Earlier this year, according to a submission to the British broadcast regulator Ofcom, Arnab Goswami’s Republic Bharat team conducted “a full briefing to senior management and the production team on hate speech and how to identify pejorative statements”.

Anyone familiar with Goswami’s TV shows knows that he and has team have no difficulty identifying such content. What his channels find much harder is keeping this kind of material off the air.

This was the conclusion of British authorities too. It earned the pro-Bharatiya Janata Party Republic Bharat a sanction for a programme that contained “uncontextualised hate speech” and “highly offensive” content. The regulator’s initial findings alone had prompted Goswami’s channel to air an apology “279 times”, with a request that the regulator not to take any further action.

On Wednesday, Ofcom announced that it was imposing a financial penalty of 20,000 pounds – Rs 20 lakh – on the TV channel.

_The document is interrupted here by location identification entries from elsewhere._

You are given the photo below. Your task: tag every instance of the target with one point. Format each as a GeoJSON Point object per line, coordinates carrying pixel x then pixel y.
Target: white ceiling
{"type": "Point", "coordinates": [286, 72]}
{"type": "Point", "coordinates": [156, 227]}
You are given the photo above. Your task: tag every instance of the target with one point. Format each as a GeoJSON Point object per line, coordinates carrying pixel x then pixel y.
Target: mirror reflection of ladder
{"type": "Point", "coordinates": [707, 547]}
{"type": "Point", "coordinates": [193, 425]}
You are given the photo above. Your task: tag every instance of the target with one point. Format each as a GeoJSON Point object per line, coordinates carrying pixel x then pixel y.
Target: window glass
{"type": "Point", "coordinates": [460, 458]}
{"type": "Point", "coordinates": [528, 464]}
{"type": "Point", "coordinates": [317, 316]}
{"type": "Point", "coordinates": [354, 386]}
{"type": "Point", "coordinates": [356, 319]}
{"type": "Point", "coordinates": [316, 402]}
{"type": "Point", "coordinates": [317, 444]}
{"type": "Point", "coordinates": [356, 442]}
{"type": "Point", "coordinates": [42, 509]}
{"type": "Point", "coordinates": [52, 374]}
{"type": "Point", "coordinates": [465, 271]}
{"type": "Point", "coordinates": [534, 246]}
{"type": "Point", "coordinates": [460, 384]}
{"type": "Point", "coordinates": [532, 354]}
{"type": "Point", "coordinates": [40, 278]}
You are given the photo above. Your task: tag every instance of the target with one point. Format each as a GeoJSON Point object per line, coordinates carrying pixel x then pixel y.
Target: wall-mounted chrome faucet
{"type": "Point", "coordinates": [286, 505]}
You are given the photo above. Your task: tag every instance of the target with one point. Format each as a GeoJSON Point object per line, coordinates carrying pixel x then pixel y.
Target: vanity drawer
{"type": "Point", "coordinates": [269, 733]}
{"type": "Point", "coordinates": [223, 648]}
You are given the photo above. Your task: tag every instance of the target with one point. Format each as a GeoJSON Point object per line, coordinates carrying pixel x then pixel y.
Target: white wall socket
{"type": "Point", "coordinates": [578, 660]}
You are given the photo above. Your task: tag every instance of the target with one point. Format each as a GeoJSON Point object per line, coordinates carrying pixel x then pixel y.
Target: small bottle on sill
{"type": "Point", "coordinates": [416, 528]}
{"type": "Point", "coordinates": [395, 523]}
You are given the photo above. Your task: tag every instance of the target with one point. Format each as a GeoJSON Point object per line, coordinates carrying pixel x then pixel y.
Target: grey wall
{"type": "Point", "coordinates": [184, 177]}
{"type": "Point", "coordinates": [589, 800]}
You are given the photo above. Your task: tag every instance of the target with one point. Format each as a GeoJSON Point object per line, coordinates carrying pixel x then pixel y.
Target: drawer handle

“Having regard to all the circumstances... including the need to achieve an appropriate level of deterrence and the particularly serious nature of the Code breaches in this case, and all the representations to date from the Licensee, Ofcom’s decision is that an appropriate and proportionate sanction would be a financial penalty of £20,000,” the regulator said in its order, with “Licensee” here referring to Republic Bharat. “Given that the Licensee has recorded a number of breaches within a short time, Ofcom is requesting that the Licensee attend a meeting to discuss its compliance arrangements.”

The decision was taken based on a show called Poochta hai Bharat aired on September 6, 2019, in which Goswami and his guests used the launch of India’s Chandrayaan 2 space mission as a springboard for a flurry of hate speech against Pakistanis.

Among other things, the order note that one of the guests on the programme said, “Their scientists, doctors, their leaders, politicians all are terrorists. Even their sports people”, “every child is a terrorist over there. Every child is a terrorist. You are dealing with a terrorist entity.”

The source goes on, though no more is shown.